At around $177 the TP-Link Archer BE550 is one of the most attractive ways into WiFi 7 in 2026. The combination of true tri-band BE9300 WiFi 7, MLO, full 2.5 Gbps WAN and LAN ports and a clean six-antenna design makes it a genuine upgrade over earlier WiFi 6E hardware for buyers with modern client devices. The missing USB port is a fair compromise at the price; buyers who need USB or 10G should step up.

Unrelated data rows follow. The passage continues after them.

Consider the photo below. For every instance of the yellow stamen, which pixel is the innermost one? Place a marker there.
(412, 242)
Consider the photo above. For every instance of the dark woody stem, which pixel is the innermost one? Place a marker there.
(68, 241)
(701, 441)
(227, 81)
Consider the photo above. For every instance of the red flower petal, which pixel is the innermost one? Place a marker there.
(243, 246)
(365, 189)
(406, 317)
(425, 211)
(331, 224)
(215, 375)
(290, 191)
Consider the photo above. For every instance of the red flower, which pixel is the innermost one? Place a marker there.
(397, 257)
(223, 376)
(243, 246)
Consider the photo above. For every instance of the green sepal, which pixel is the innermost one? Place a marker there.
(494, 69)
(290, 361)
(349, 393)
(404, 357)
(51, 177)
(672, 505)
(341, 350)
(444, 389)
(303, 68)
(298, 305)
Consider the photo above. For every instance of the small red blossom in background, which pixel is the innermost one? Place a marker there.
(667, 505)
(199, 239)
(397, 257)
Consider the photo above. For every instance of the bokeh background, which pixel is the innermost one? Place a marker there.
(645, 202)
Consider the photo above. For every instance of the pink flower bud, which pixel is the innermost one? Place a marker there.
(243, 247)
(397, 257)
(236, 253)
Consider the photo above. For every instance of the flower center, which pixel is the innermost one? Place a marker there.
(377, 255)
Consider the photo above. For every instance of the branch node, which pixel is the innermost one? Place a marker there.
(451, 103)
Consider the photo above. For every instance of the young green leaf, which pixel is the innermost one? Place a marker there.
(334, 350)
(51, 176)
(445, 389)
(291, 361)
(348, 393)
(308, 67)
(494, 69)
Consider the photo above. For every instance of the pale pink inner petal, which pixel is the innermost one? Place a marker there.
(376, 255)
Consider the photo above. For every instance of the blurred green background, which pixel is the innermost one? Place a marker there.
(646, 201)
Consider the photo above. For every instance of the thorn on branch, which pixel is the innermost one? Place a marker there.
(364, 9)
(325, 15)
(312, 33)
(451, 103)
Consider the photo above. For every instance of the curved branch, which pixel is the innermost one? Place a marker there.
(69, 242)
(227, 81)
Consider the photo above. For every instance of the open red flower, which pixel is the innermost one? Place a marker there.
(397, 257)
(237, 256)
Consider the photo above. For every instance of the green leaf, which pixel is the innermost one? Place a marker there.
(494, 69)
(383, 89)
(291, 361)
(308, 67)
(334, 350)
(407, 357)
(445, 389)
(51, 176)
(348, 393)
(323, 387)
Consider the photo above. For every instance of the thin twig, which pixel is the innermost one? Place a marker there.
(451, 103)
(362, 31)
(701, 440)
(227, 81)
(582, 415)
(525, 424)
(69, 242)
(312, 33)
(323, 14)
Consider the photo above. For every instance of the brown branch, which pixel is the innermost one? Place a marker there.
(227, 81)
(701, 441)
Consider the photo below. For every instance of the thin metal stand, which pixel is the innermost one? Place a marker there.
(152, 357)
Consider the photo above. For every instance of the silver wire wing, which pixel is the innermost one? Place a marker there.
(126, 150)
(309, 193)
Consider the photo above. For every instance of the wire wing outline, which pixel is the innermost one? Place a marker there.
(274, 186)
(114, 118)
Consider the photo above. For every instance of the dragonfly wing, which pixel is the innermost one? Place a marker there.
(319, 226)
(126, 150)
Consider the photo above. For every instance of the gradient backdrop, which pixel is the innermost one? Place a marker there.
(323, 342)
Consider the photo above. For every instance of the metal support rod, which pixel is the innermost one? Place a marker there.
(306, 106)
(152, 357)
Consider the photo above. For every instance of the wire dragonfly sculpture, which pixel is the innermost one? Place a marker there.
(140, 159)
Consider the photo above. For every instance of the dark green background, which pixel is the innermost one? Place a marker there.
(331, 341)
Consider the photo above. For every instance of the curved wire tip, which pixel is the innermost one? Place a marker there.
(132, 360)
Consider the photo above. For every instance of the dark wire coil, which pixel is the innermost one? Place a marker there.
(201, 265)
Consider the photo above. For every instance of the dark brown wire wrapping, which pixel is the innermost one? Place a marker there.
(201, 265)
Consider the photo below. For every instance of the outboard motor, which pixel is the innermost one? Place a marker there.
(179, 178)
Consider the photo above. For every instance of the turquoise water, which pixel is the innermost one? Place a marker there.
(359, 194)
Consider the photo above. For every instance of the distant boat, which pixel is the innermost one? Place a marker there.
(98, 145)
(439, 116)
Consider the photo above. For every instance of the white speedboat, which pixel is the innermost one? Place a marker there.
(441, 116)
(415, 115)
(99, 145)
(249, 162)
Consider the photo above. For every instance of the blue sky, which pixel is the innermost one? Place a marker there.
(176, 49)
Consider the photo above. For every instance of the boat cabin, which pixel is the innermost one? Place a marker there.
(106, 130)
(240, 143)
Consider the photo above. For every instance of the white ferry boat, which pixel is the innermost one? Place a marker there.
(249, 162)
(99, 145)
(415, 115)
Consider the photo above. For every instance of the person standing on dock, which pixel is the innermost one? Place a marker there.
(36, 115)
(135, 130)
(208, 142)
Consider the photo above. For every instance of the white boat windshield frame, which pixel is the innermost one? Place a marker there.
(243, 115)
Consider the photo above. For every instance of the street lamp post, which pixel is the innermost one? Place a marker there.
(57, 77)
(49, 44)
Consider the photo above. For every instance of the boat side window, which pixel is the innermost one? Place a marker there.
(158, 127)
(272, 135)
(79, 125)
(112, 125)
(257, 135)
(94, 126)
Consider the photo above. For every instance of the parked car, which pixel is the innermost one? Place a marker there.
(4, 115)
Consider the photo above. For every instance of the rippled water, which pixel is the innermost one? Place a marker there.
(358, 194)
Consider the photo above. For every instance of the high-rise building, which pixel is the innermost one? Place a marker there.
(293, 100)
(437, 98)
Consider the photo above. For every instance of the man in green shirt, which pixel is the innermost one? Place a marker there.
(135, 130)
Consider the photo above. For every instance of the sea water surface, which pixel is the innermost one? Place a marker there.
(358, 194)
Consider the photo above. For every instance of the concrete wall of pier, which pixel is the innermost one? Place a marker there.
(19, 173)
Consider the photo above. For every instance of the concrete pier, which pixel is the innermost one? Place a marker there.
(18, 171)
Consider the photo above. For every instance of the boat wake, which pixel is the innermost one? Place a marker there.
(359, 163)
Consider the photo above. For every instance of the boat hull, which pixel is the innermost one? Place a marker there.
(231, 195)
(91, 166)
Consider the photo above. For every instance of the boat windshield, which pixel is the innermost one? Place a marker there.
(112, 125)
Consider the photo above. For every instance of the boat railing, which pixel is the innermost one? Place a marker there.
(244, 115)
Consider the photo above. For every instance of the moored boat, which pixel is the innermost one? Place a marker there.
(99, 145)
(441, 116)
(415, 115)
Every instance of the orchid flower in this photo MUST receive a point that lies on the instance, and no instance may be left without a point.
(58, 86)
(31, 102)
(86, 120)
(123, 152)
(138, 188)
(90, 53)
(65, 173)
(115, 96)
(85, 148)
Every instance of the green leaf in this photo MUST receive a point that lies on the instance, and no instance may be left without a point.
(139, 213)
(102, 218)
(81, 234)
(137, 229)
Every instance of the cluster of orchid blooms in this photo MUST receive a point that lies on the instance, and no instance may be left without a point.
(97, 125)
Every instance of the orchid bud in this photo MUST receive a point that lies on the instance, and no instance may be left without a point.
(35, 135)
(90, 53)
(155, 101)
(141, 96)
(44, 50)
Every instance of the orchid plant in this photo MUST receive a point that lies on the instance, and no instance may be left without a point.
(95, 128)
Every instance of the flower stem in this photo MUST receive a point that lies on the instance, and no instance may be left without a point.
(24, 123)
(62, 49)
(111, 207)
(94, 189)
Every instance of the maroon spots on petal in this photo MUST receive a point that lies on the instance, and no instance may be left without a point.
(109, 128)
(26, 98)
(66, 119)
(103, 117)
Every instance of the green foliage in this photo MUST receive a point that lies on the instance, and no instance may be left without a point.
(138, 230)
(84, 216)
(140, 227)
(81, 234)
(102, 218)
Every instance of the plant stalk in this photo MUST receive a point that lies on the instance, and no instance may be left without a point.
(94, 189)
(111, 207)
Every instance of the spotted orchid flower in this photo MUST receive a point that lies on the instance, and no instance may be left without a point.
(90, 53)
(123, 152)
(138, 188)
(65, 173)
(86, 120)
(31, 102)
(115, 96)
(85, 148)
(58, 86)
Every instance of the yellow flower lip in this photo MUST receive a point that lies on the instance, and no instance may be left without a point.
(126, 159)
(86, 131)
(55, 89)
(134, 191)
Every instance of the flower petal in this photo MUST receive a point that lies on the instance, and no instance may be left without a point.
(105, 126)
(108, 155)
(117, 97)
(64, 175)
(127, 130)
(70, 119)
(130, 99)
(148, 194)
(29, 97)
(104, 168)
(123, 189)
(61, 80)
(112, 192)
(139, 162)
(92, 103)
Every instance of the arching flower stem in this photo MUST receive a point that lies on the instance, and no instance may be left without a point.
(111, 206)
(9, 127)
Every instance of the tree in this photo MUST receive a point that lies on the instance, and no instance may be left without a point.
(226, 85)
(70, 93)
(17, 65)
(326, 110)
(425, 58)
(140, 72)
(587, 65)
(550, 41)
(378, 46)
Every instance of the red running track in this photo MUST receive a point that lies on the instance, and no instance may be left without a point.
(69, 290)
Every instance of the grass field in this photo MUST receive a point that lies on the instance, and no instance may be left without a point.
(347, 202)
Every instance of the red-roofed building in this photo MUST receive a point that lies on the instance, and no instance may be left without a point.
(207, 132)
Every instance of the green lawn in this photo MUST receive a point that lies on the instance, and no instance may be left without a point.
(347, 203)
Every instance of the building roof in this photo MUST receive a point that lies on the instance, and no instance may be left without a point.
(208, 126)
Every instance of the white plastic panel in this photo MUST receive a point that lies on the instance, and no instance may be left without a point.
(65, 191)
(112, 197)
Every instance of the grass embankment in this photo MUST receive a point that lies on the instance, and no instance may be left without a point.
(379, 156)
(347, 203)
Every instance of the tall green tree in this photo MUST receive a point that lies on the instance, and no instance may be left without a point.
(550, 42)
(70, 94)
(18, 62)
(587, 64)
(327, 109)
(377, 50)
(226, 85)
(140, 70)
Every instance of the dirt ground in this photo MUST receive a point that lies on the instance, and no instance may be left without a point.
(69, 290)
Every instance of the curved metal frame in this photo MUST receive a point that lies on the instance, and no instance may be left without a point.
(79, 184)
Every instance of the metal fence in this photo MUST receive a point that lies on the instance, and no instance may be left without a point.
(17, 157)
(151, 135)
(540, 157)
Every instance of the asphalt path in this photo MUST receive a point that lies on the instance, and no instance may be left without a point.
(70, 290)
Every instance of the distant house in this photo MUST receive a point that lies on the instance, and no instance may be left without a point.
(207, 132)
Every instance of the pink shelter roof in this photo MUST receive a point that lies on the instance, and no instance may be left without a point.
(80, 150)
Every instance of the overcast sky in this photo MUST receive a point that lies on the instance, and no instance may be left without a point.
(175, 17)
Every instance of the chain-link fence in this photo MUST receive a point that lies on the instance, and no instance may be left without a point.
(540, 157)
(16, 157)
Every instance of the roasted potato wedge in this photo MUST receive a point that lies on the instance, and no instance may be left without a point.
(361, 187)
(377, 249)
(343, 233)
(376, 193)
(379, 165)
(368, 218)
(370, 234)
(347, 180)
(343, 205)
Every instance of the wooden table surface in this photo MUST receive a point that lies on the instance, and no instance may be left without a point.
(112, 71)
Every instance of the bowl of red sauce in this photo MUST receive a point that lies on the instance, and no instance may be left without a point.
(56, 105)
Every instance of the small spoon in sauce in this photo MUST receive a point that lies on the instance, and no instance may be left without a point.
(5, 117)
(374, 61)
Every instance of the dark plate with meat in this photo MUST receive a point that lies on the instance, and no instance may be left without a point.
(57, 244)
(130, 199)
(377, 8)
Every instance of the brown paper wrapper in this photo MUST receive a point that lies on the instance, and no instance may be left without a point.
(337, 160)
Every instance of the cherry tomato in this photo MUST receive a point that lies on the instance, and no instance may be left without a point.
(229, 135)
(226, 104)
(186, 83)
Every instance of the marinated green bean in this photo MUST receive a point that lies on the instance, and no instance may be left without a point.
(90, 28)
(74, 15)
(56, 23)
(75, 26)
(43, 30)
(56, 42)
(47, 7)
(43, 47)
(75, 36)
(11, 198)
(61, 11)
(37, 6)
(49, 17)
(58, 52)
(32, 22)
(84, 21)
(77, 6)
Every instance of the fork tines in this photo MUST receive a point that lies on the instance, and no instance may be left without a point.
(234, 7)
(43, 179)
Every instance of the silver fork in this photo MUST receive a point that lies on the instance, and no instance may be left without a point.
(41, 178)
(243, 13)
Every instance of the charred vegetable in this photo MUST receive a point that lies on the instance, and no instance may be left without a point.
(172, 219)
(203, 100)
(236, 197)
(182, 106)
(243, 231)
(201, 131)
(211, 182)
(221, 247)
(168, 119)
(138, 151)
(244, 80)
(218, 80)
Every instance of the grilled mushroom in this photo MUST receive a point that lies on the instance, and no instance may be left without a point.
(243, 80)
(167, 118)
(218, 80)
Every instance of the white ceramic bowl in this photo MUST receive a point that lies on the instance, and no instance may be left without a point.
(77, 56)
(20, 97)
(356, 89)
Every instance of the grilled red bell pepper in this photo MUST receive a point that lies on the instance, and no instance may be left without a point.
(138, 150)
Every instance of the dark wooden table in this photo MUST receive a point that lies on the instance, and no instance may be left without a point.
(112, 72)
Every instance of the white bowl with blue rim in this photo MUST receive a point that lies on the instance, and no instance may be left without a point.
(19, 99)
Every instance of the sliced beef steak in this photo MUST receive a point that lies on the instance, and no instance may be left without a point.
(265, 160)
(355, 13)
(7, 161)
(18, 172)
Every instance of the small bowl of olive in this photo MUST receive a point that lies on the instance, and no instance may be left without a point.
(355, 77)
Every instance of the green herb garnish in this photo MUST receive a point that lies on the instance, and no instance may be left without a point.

For mainstream WiFi 7 buyers it earns a recommendation. The BE550 sits in a useful gap in the market — cheap enough to be a sensible upgrade for someone replacing an older router, but with enough port and radio capability to satisfy a serious home gamer well into the WiFi 7 era. See also our best gaming routers guide.

Frequently Asked Questions

Is WiFi 7 worth it for gaming?

Yes, on compatible devices. WiFi 7 adds MLO and 320 MHz channels, which lower wireless tail latency and raise peak throughput versus WiFi 6E.

Does the Archer BE550 work with older WiFi devices?

Yes. WiFi 7 routers are backwards compatible with WiFi 6E, WiFi 6 and earlier standards on the 2.4 GHz and 5 GHz bands.

Does the Archer BE550 have 2.5 Gbps ports?

Yes. It includes one 2.5 Gbps WAN port and four 2.5 Gbps LAN ports, which is the standout wired feature at this price.

Does the Archer BE550 support mesh networking?

Yes. It supports TP-Link EasyMesh, so it can be paired with other EasyMesh devices to extend coverage in larger homes.